また、自分の推理力の高さには自分でも驚いていた。半分当てずっぽうとは言え驚きである。将来は探偵か刑事にでもなったほうがいいのでは、と真剣に考えるほどだった。
「だから、幸弘さんの言うように・・・気晴らしを・・・ごめん・・・さい」マコトは泣きそうな表情で謝り始めた。女の子が泣くと面倒くさいとたまに聞くが、女の子の悲しい表情を実際に目の当りにすると面倒よりもやりきれない気持ちになった。
「・・・マコトちゃん・・・辛かったんだね。」哲郎はマコトに貰い泣きしそうになっている。
「いや、いいんだよ。おれ達も楽しかったんだし。」幸弘も哲郎に負けずと慰める。
が、しかし。
「・・・ふっふ。」とマコトの体が揺れ始めた。
「ってそんなはずないでしょ。どこに金持ちの愛人になる中学生がいるの。」マコトは顔を上げて笑い声を挙げた。
「・・・嘘なの。」哲郎が半水と少しの涙を流して目を丸くさせる。
「・・・えっ? 制服は?」幸弘も同様に目を丸くした。
「嘘ですよ。だから、掃除の時間に水で濡れたの。正確に言うとドジな男子に濡らされたの。
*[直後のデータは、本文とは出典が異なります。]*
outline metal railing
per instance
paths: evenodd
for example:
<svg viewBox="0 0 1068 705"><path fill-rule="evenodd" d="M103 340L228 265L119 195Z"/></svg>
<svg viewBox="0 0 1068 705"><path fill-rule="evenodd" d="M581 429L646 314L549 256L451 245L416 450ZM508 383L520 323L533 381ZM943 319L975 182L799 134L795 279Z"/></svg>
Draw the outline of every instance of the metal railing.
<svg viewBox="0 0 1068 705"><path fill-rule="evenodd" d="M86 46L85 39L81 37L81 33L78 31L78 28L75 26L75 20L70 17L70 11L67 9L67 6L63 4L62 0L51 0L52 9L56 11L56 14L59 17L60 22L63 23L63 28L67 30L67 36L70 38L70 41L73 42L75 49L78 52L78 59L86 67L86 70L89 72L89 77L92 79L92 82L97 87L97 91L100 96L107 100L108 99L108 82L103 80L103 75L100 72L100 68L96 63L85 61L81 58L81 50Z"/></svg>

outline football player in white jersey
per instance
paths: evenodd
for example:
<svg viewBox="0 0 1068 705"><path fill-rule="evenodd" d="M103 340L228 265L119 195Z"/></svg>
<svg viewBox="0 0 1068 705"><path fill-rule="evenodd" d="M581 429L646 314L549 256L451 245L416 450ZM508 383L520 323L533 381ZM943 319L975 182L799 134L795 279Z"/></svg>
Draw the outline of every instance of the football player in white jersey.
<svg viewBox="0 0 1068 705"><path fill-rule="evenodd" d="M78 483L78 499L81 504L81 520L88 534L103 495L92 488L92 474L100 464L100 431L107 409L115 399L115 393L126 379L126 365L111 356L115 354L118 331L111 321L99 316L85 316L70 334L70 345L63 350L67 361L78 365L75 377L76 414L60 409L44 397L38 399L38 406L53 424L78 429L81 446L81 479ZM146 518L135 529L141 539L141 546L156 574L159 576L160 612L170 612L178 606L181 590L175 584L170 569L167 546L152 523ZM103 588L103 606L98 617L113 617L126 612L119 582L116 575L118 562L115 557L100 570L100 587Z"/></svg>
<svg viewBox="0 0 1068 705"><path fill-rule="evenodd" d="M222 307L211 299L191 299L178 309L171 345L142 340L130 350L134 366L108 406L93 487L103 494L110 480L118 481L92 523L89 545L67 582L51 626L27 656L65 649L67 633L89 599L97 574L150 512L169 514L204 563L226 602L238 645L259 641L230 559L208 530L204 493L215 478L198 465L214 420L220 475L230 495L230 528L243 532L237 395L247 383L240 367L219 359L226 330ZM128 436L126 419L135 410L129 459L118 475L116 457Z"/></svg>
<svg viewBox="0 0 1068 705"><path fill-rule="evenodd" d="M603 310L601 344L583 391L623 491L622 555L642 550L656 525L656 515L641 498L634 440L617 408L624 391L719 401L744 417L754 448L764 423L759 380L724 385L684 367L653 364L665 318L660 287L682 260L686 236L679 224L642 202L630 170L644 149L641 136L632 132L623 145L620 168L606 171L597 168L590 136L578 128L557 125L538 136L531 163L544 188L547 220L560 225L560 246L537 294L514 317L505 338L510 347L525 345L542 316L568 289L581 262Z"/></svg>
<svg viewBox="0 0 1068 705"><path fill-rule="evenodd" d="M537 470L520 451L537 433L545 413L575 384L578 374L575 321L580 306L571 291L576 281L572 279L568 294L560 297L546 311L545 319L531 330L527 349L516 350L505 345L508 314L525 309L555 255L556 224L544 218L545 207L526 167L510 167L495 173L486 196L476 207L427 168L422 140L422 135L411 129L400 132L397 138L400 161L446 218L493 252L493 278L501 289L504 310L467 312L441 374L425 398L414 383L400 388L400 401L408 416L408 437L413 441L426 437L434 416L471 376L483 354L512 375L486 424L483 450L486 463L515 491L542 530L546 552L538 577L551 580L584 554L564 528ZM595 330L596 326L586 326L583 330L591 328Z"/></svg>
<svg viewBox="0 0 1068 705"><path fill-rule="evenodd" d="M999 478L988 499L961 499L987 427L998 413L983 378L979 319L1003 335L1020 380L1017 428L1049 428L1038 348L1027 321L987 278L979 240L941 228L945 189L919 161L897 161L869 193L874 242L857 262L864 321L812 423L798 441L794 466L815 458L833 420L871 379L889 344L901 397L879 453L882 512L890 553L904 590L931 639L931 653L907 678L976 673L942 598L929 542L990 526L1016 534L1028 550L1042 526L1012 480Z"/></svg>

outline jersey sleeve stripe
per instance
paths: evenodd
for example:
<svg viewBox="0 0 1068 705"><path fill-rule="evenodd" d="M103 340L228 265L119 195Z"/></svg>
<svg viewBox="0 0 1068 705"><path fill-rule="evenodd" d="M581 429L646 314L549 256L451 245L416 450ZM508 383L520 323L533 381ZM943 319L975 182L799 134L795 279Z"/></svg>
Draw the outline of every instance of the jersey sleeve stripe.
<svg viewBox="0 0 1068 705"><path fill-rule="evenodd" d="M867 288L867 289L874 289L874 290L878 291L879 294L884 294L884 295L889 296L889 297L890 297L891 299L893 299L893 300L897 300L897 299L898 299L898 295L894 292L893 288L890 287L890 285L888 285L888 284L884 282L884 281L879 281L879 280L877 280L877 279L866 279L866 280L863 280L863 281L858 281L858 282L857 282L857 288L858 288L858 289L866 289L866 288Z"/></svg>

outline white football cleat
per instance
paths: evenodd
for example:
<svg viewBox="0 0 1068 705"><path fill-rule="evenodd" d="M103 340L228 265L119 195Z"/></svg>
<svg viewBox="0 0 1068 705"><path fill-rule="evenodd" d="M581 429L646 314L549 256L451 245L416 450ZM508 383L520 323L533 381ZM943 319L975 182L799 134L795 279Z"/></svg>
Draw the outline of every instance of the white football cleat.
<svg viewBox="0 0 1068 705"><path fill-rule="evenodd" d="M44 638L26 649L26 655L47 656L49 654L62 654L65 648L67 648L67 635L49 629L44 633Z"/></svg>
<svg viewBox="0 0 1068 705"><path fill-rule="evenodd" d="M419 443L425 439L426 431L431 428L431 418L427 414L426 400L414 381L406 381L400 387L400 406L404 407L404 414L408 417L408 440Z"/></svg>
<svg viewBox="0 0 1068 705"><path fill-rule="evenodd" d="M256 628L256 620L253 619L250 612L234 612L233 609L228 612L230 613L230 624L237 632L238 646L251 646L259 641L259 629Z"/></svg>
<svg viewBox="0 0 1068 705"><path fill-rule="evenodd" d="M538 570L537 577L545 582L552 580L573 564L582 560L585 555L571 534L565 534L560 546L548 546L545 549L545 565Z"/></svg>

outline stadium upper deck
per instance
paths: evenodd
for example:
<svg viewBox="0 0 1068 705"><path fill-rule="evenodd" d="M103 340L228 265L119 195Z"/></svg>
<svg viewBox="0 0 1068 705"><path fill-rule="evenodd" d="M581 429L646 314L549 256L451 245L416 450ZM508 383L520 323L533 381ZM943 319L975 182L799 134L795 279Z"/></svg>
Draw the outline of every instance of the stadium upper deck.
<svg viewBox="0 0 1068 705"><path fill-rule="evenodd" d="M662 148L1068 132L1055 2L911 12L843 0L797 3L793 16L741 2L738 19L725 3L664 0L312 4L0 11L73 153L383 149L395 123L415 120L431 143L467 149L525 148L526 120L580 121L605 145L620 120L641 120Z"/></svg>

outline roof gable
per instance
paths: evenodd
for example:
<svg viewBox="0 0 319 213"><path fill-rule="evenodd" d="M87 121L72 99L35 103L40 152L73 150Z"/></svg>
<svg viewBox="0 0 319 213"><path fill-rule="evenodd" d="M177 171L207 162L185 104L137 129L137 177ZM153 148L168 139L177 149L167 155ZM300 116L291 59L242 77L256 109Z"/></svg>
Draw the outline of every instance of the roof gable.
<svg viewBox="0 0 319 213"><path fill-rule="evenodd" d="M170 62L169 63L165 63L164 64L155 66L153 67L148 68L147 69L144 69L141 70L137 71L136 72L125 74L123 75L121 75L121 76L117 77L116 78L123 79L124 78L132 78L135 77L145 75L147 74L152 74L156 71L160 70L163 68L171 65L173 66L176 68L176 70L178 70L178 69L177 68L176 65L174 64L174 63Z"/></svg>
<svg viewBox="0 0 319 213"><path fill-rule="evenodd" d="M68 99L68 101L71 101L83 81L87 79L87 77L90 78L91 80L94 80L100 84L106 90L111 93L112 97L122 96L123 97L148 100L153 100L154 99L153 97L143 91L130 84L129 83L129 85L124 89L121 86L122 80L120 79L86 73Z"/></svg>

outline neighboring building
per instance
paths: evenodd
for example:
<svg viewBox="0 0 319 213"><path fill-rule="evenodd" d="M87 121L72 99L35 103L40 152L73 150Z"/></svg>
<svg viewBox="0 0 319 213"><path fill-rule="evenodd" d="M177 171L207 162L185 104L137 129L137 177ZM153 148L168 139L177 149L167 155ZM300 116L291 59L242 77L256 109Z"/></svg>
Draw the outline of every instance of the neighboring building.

あっ、でもわたしはドジッ娘ではないですよ、哲郎さん。あと、天然っていうのも冗談ですから。」マコトはきっぱりと言った。
「・・・じゃあ、普段は何をしているの?」幸弘は目を丸くしたまま言った。自分でも感心するほど、素直な訊きかただった。
「普通の女子中学生ですよ。勉強して、家事の手伝いして、あと、わたし両親がいないから祖父と祖母と三人暮らしなんですよ。だから、どちらかと言うと、哲郎さんの方が正解に近かったですね。」
「あっ、・・・よっしゃあ。」と哲郎は少し反応が遅れてガッツポーズを決めた。
幸弘は疑う。マコトは本当に自分よりも年下なのだろか、と。目の前の女子中学生を見て、真剣に考えていた。